Davacının TTK 732/4 maddesine göre sebepsiz zenginleşmediğini ispat etmesi gerektiği, bunun da ancak çek bedelini ödediğini ispat ederek olabileceği, dosya kapsamına göre çek bedelinin ödendiği yönünde bilgi ve belgenin olmadığı, sonuç olarak asıl alacak yönünden davanın reddine karar verilmiştir.
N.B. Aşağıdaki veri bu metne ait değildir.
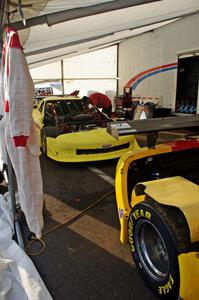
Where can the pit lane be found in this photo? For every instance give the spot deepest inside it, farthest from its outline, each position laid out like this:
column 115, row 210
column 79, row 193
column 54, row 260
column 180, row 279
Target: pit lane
column 84, row 259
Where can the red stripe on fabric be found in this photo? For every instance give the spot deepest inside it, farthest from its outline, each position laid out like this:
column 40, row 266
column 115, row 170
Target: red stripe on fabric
column 130, row 82
column 4, row 54
column 20, row 141
column 183, row 145
column 6, row 106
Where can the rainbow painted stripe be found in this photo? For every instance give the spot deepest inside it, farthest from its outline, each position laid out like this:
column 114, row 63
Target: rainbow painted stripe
column 136, row 80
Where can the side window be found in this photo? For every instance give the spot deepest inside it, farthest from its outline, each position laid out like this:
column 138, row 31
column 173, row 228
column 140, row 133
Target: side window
column 41, row 107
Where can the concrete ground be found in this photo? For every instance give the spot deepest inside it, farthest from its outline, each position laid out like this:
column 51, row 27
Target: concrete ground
column 84, row 258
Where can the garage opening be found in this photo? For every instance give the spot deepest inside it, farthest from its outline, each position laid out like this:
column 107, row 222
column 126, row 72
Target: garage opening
column 187, row 95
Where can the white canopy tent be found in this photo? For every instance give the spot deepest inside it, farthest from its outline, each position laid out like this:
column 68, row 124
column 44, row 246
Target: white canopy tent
column 58, row 29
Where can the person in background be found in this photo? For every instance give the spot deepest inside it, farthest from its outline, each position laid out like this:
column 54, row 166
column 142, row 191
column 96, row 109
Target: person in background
column 101, row 101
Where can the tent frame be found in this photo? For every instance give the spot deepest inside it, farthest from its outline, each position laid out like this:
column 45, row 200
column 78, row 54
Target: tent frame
column 9, row 168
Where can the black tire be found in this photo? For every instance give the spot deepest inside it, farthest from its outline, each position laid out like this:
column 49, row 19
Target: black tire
column 154, row 250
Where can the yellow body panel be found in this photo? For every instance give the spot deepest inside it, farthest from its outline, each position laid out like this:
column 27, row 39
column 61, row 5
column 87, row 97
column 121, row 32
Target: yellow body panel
column 121, row 183
column 189, row 275
column 181, row 193
column 65, row 147
column 89, row 145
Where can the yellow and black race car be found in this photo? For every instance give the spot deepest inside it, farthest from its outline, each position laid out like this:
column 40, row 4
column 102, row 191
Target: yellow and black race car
column 69, row 134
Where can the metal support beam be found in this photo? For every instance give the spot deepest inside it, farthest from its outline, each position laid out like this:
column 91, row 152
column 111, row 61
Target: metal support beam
column 62, row 76
column 10, row 171
column 80, row 12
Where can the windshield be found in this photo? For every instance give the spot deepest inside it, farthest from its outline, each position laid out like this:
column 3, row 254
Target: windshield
column 65, row 107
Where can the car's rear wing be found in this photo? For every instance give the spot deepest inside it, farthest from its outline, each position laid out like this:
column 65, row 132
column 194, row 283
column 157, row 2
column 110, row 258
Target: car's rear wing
column 151, row 127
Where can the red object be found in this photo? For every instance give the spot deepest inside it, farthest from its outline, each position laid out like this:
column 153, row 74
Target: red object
column 100, row 100
column 183, row 145
column 6, row 106
column 20, row 141
column 75, row 93
column 14, row 43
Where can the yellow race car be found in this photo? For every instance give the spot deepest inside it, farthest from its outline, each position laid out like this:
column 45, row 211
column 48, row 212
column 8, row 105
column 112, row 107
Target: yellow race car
column 69, row 134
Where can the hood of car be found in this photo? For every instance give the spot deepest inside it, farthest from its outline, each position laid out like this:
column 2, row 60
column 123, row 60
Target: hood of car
column 95, row 138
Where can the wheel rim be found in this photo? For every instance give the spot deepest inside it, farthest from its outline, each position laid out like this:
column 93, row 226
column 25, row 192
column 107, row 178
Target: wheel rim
column 43, row 143
column 151, row 250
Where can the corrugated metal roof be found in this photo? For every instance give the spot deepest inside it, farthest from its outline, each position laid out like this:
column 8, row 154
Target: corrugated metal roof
column 58, row 29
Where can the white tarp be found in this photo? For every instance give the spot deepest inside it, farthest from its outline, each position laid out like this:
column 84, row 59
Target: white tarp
column 19, row 279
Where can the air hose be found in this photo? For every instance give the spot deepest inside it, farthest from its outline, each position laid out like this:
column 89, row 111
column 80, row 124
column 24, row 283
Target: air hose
column 34, row 239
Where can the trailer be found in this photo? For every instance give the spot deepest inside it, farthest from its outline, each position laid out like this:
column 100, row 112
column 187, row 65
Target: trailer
column 157, row 190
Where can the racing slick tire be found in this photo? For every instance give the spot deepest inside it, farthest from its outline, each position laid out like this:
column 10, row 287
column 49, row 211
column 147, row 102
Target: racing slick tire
column 154, row 250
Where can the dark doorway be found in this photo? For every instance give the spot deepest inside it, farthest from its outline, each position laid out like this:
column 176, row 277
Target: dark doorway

Takip dosyasındaki faiz talebi yönünden ise dava kabul edilerek; Davanın Kısmen Kabulü ile; davacının Bakırköy…. İcra Müdürlüğünün … esas sayılı dosyasında 11.539,73TL yönünden borçlu olmadığının tespitine, şartları oluşmadığından kötü niyet tazminat talebinin reddine dair aşağıdaki şekilde hüküm kurulmuştur.
HÜKÜM :Gerekçesi yukarıda açıklandığı üzere;
1-Davanın Kısmen Kabulü ile; davacının Bakırköy …. İcra Müdürlüğünün … esas sayılı dosyasında 11.539,73TL yönünden borçlu olmadığının tespitine, fazlaya ilişkin talebin reddine,
2-Şartlar oluşmadığından kötü niyet tazminat talebinin reddine,
3-Harçlar Kanunu’na göre belirlenen 788,27TL ilam harcından peşin alınan 709,40TL harcın mahsubu ile bakiye 78,87TL’nin davalıdan alınarak Hazine’ye gelir kaydedilmesine,
4-Davacı tarafından sarf edilen 59,30TL Başvuru Harcı, 709,40TL Peşin Harç olmak üzere toplam 768,70TL’nin davalıdan alınarak davacıya verilmesine,
5-6102 sayılı Türk Ticaret Kanununa göre alınan 1.320,00TL arabulucu ücretinin kabul red oranına göre hesaplanan 366,70TL’nin davalıdan alınarak Hazineye İrat kaydedilmesine,
6-6102 sayılı Türk Ticaret Kanununa göre alınan 1.320,00TL arabulucu ücretinin kabul red oranına göre hesaplanan 953,30TL’nin davacıdan alınarak Hazineye İrat kaydedilmesine,
7-Davacı tarafından sarf edilen 900,00TL bilirkişi ücreti, 33,75TL posta masrafı olmak üzere toplam 933,75TL den kabul red oranına göre hesaplanan 259,40TL’nin davalıdan alınarak davacıya verilmesine, kalan kısmın iş bu davacı üzerine bırakılmasına,
8-Davacı kendisini vekil ile temsil ettirdiğinden karar tarihinde yürürlükte bulunan Avukatlık Asgari Ücret Tarifesine göre hesaplanan 9.200,00TL vekalet ücretinin davalıdan alınarak kendisini vekille temsil ettiren davacıya verilmesine,
9-Davalı kendisini vekil ile temsil ettirdiğinden karar tarihinde yürürlükte bulunan Avukatlık Asgari Ücret Tarifesine göre hesaplanan 9.200,00TL vekalet ücretinin davacıdan alınarak kendisini vekille temsil ettiren davalıya verilmesine,
10-HMK’nın 333. maddesi gereğince hükmün kesinleşmesinden sonra artan avansın taraflara iadesine,
Dair, davacı vekilinin yüzüne karşı davalının yokluğunda gerekçeli kararın tebliğ tarihinden itibaren iki hafta içerisinde İstanbul Bölge Adliye Mahkemesi İSTİNAF yolu açık olmak üzere verilen karar açıkça okunup usulen anlatıldı.30/03/2023

Katip …
¸e-imzalıdır

Hakim …
¸e-imzalıdır

*Bu belge 5070 sayılı Elektronik İmza Kanunu kapsamında e-imza ile imzalanmıştır.